I'm an open-minded guy. This study had some surprises for me, so I mention it:
What daily practice may help American Christians become more concerned about issues of poverty, conservation and civil liberties?
Reading the Bible.
The answer may come as a surprise to those locked into viewing religious practices in ideological boxes. However, a new study by Baylor University researcher Aaron Franzen found frequent Bible reading predicted greater support for issues ranging from the compatibility of science and religion to more humane treatment of criminals.
The study, one of the first to examine the social consequences of reading Scripture, reveals the effects of Bible reading appear to transcend conservative-liberal boundaries.
Thus, even as opposition to same-sex marriage and legalized abortion tends to increase with more time spent with the Bible, so does the number of people who say it is important to actively seek social and economic justice, Franzen found...
...Consider some of the findings:
- The likelihood of Christians saying it is important to actively seek social and economic justice to be a good person increased 39 percent with each jump up the ladder of the frequency of reading Scripture, from reading the Bible less than once a year to no more than once a month to about weekly to several times a week or more.
- Christian respondents overall were 27 percent more likely to say it is important to consume or use fewer goods to be a good person as they became more frequent Bible readers.
- Reading the Bible more often also was linked to improved attitudes toward science. Respondents were 22 percent less likely to view religion and science as incompatible at each step toward more frequent Bible reading.
- The issues seemed to matter more than conservative-liberal tags. In the case of another major public policy debate, same-sex unions, nearly half of respondents who read the Bible less than once a year said homosexuals should be allowed to marry, while only 6 percent of people who read the Bible several times a week or more approved of such marriages.
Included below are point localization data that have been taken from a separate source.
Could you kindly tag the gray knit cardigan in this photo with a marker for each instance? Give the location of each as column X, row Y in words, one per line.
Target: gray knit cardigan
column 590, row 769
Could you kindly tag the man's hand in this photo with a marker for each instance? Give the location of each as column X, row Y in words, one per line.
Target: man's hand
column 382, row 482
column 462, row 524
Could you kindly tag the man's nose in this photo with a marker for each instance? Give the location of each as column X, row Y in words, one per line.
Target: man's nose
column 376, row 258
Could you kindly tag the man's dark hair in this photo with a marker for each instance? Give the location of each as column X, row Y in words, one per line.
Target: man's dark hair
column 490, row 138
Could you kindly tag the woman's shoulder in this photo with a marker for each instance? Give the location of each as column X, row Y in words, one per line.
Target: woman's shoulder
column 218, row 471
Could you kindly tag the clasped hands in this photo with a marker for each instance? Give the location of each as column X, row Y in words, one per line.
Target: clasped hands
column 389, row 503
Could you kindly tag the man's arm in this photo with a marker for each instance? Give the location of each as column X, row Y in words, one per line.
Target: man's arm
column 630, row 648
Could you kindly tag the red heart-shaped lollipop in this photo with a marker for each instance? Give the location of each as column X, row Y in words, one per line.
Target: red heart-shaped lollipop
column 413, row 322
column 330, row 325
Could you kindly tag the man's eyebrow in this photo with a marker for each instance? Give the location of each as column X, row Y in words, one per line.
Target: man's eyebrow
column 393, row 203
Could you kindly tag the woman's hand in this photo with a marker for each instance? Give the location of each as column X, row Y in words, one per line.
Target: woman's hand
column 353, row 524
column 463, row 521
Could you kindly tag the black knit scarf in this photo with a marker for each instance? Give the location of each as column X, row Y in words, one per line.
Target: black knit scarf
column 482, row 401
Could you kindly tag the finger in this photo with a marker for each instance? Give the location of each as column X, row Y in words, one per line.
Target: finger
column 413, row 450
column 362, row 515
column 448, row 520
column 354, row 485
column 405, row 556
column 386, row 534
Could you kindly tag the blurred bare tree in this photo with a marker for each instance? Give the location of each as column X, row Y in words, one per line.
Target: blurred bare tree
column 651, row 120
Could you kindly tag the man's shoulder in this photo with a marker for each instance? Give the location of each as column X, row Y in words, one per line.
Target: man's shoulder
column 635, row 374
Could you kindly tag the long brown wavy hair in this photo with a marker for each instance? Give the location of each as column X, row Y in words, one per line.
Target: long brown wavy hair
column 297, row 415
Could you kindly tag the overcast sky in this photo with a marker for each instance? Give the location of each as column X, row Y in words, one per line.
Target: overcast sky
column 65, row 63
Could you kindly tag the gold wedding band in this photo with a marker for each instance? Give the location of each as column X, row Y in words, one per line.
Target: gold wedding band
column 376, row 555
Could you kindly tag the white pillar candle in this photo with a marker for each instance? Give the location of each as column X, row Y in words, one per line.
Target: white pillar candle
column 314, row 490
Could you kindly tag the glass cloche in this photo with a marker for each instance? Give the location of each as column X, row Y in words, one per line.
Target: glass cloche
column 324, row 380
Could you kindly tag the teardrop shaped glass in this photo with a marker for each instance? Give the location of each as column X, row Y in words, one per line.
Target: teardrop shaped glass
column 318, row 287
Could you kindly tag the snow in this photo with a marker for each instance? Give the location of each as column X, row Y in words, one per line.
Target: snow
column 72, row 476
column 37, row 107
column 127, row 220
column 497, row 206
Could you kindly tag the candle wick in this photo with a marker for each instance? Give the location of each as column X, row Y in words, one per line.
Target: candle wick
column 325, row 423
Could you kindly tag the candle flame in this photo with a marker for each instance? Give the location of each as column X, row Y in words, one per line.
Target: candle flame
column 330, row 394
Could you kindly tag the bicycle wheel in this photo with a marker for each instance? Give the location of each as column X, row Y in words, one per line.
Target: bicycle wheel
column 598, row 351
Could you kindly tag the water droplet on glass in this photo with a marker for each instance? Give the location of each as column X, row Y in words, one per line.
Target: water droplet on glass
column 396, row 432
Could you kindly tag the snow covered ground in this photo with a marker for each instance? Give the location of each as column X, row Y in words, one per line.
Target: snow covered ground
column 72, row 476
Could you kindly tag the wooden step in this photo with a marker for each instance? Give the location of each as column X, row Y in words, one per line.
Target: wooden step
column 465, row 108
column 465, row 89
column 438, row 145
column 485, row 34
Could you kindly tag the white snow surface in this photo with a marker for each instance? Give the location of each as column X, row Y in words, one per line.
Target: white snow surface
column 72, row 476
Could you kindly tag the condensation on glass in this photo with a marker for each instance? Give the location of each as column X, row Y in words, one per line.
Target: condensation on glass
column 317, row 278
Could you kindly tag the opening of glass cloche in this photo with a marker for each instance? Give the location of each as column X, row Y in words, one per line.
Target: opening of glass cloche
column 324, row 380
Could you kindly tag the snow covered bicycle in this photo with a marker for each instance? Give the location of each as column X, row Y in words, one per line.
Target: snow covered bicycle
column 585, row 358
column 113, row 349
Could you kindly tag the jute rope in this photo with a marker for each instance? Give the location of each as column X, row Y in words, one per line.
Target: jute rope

Of course, I've been saying here for a long time that many self-described Christians seem to be clueless about the liberal policies that Jesus espoused. Nothing wrong with finding out, eh? Maybe it's just that reading the Bible is a marker for being willing and able to read at all. Or maybe reading the Bible actually opens their eyes. To some things. Doesn't seem to help when it comes to gay rights. But I suppose we should take what we can get.